Scienza e Tecnologia

L’eredità scientifica e tecnologica dell’esperimento Borexino

Dal perché le stelle e il Sole brillano alle tecnologie pioneristiche: in 32 anni di attività ai Laboratori Nazionali del Gran Sasso dell’INFN, l’esperimento Borexino ha raggiunto fondamentali risultati sia scientifici sia tecnologici che rappresentano un’importante eredità per gli esperimenti che studiano eventi rari o neutrini di energia molto bassa.

I principali risultati dell’esperimento sono raccolti in un articolo di review recentemente pubblicato sulla rivista “Annual Review of Nuclear and Particle Science” a firma di Gianpaolo Bellini, ricercatore INFN, professore emerito dell’Università degli Studi di Milano, che di Borexino è stato fondatore e a lungo portavoce unico.

Al cuore del progetto Borexino c’è un esperimento di ineguagliata sensibilità per lo studio dei neutrini di bassa energia e in 32 anni di attività (14 anni di presa dati, preceduti da un lungo lavoro di ricerca, progettazione, sviluppo e costruzione) è riuscito a misurare tutte le principali reazioni nucleari del Sole.

L’esperimento è così riuscito a trovare risposta a una delle domande che da sempre interessano l’umanità, “perché il Sole e le stelle brillano?”, e lo ha fatto misurando, nel 2014, i neutrini prodotti nella catena nucleare protone-protone che produce il 99% dell’energia del Sole, e osservando, nel 2020, i neutrini solari provenienti dal ciclo CNO (carbonio-azoto-ossigeno), che svolge un ruolo molto rilevante nelle stelle di grande massa.

Borexino non si è fermato qui: è anche riuscito a rivelare i geo-neutrini, ovvero antineutrini provenienti dall’interno della Terra e, grazie a queste osservazioni, è stato possibile ricavare una stima della radioattività del mantello terrestre e a conoscere quella della crosta terrestre.

Quella di Borexino è un’eredità, sia scientifica sia tecnica e tecnologica, che influirà in modo importante su tutti gli esperimenti che studiano eventi rari o neutrini di energia molto bassa”, spiega Gianpaolo Bellini. “Per esempio, per riuscire nei propri obiettivi scientifici, esperimenti per la ricerca della materia oscura o di fenomeni rarissimi, che sono in fase di realizzazione o anche già in presa dati, sono fortemente impegnati nel cercare di ottenere livelli di radiopurezza sempre maggiori: per farlo utilizzano tecniche derivanti in gran parte dall’esperienza di Borexino.

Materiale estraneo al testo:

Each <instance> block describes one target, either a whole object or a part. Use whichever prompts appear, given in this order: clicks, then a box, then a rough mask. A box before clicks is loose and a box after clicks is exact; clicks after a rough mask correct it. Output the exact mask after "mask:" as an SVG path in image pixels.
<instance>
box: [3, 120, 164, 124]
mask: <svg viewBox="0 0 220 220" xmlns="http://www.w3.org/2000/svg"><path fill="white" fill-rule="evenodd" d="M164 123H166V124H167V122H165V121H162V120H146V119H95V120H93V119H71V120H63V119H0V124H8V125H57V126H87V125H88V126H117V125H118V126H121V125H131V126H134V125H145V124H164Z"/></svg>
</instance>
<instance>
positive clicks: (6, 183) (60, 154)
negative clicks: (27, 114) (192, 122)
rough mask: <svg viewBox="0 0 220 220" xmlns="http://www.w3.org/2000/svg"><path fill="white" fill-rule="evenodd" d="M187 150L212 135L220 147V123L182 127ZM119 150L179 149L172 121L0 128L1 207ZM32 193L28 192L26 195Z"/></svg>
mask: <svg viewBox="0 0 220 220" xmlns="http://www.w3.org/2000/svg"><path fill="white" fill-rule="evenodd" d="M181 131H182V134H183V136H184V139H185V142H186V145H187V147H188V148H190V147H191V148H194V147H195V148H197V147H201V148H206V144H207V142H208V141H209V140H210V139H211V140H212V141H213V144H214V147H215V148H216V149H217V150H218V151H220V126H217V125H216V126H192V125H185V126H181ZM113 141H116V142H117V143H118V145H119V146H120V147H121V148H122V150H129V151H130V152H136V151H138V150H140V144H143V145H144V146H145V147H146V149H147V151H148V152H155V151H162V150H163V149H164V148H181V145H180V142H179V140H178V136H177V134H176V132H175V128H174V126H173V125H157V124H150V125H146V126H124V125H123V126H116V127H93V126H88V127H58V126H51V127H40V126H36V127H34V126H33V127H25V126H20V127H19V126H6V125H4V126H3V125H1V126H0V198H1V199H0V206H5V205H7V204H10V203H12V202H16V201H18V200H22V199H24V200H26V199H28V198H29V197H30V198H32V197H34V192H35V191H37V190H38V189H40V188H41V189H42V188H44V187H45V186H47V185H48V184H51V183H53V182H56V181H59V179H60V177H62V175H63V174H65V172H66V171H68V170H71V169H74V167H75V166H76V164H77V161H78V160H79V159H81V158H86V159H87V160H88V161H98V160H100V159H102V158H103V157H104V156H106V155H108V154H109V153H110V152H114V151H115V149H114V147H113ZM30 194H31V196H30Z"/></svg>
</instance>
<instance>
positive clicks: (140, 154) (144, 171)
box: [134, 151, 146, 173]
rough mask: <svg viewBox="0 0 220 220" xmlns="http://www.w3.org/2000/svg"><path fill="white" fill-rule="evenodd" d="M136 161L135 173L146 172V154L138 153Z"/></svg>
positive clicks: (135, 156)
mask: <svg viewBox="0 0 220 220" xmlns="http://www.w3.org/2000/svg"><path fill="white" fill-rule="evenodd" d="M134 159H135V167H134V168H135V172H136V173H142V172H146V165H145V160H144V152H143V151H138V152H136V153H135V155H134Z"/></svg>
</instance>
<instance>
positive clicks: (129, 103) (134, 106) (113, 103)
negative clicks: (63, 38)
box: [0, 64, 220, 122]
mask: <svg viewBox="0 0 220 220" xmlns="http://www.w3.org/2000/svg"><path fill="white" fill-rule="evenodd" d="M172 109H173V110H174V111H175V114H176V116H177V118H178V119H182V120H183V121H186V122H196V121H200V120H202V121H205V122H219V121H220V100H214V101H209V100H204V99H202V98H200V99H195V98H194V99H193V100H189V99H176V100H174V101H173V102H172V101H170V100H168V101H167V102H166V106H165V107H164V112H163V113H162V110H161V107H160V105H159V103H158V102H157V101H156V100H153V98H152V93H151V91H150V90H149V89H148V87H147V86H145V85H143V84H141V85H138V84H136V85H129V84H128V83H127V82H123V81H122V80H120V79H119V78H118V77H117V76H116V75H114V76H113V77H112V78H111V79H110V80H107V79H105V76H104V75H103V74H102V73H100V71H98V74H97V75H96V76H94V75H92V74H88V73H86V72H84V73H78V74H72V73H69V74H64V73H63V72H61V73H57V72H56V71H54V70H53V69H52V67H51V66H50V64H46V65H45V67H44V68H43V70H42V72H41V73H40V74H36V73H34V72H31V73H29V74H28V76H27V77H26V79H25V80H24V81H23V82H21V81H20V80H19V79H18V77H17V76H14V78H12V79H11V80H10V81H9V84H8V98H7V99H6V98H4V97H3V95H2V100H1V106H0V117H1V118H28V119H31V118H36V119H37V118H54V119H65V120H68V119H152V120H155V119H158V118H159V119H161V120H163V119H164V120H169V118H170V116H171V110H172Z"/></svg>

E nulla di standard è stato utilizzato nella realizzazione di Borexino: tutti i componenti, dal più piccolo e sofisticato al più grande, sono stati studiati nel minimo dettaglio e sviluppati ad hoc”, conclude Bellini.

Borexino è, infatti, riuscito a ottenere i suoi straordinari risultati grazie a tecniche e metodi che gli hanno consentito di raggiungere livelli di radiopurezza senza precedenti. Basti pensare che la parte attiva del rivelatore, che ha permesso di osservare le interazioni di neutrini, il cosiddetto scintillatore, ha raggiunto in Borexino una radiopurezza pari a un nucleo radioattivo ogni dieci triliardi di nuclei non radioattivi.

Inoltre, l’esperimento era costituito da sensibilissimi occhi elettronici e da schermi che lo proteggevano dalle radiazioni naturali provenienti dalle rocce del laboratorio e dall’ambiente sotterraneo. Infine, l’installazione nell’ambiente sotterraneo dei Laboratori Nazionali del Gran Sasso ha permesso di proteggere l’esperimento dai raggi cosmici, radiazioni provenienti dell’universo, grazie ai 2000 metri di roccia sovrastante.